Scholarship Opportunities

General Merit-Based Scholarship (click the image below to view a larger version)


Not on the grid?

Don’t worry! At Lake Forest College, we know that our students are more than just a number. We are searching for interesting, well-rounded students to add to our already diverse community. Your engagement with the College, accomplishments in and out of the classroom, leadership potential, course preparation, and more will be taken into consideration by our holistic review. Don’t hesitate to apply!

Applying Test-Optional?

Those students who are applying without submitting their ACT or SAT scores must schedule an interview with their admission counselor as soon as possible. We believe that this conversation tells more about a student’s drive and passion for learning than a standardized exam. Students who apply test-optional will be reviewed for scholarship on an individual basis using our holistic review process.

Review
 Process

As an institution that is truly diverse in every sense of the word, we at Lake Forest College pride ourselves in our holistic admissions review.

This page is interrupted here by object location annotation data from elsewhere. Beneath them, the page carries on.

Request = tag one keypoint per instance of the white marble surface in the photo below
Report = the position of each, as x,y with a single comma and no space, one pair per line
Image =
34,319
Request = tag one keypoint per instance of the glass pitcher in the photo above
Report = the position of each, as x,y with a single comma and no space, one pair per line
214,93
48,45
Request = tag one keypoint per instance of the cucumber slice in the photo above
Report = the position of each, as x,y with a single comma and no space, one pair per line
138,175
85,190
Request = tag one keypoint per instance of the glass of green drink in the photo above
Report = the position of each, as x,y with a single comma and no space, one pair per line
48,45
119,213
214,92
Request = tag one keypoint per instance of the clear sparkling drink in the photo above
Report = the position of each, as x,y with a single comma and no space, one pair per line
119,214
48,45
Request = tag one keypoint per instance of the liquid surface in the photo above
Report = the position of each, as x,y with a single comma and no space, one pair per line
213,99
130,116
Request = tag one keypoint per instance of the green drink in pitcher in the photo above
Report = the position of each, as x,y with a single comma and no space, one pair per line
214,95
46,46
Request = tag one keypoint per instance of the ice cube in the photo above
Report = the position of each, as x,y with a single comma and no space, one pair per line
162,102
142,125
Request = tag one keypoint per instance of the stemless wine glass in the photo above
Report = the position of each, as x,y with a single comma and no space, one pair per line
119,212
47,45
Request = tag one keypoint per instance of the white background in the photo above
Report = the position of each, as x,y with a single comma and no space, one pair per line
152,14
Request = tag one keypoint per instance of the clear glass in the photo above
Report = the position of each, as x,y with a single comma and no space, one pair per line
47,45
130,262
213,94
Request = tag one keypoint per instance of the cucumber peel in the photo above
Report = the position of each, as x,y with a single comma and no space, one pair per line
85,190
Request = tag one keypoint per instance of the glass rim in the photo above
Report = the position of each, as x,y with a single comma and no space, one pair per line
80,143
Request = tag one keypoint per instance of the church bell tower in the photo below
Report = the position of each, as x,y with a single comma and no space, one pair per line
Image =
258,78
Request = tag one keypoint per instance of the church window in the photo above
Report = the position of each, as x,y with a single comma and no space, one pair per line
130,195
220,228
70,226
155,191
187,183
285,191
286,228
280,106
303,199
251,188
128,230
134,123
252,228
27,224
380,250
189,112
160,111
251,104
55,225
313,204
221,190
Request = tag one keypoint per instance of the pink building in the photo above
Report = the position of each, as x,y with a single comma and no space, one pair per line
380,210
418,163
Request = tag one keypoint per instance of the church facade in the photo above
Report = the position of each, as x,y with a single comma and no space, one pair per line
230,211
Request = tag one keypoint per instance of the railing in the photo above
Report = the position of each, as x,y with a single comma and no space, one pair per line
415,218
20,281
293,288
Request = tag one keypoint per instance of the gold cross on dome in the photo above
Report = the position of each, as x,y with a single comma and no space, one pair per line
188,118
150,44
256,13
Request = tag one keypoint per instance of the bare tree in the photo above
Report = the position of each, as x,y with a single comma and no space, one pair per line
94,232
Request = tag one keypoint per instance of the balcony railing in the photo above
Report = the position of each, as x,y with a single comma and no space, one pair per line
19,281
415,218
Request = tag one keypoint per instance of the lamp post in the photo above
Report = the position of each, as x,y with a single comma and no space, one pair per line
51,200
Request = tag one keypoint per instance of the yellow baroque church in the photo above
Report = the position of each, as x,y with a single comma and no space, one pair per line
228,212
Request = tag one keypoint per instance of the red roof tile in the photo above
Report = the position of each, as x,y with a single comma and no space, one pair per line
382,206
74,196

Whether you find yourself on the above grid or not, your admissions counselor will review your file for scholarship consideration based on qualities that we know make a successful Forester. Beyond just a GPA or test-score, we are looking for students that want a personalized academic experience, paired with the world-class opportunities that Chicago has to offer.

Fine Art Scholarships

Lake Forest College offers talent-based scholarships in music, studio art, and theater. Scholarships require an application for admission, the scholarship application, and either an audition for music and theater, or portfolio review for studio art. Scholarships are available to both majors and non-majors. Fine arts applications must be submitted by February 15 with auditions scheduled and completed before March 1. Applications, auditions, and portfolios submitted after these deadlines will be considered on a case-by-case basis.